What Is an Estate Plan?

An estate plan is really a term which represents several documents that outline what your wishes are if you become ill or incapacitated and are unable to make financial and/or medical decisions.  Further, legal documents such as a Will or Trust provide for the disposition of property you own individually or in a trust which you may have created during your lifetime.  If you own a business, there are also documents which should be included as to who is to receive your interest in the business as well as who is to step in to carry on the business.  A Durable Power of Attorney for financial decisions and medical decisions as well as a Living Will are utilized during your lifetime.  A Will is only valid upon death while a trust can be established and functioning during your lifetime.   

Why Do They Matter?

Most individuals want to be in control of how they want to be taken care of through illness or incapacity or if medical decisions need to be made.   They also want to be assured that their wishes are carried out as to who receives property they own upon their death.  In the United States, all of these directives need to be documented through Powers of Attorney, Advances Directives, Wills, Trusts or other types of legal documents if you own a business for example.  Otherwise, someone else will be making decisions for you and it may not be the decision you would have made.  As it relates to any assets you own, without a Will or a Will and Trust, your wishes will not be carried out and your assets will be distributed in accordance with the law in the state where you reside.

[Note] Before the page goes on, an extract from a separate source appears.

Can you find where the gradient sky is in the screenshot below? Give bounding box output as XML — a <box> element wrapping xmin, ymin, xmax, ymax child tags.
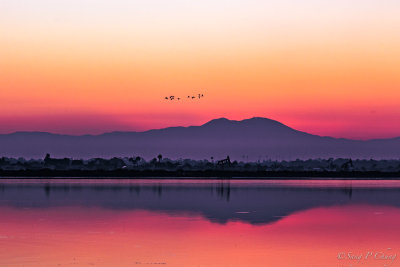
<box><xmin>0</xmin><ymin>0</ymin><xmax>400</xmax><ymax>139</ymax></box>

If you have minor children, it is critical to appoint a Guardian to oversee their care and is the most important decision a parent of minor children can make.   If this isn’t spelled out in a Will, the court will step in a determine who is appointed as Guardian of your children.  If for some reason, both sides of a family do not get along or agree, this matter could be held up in court for a lengthy time with the children being placed in Foster Care initially until a judge decides who will have temporary custody.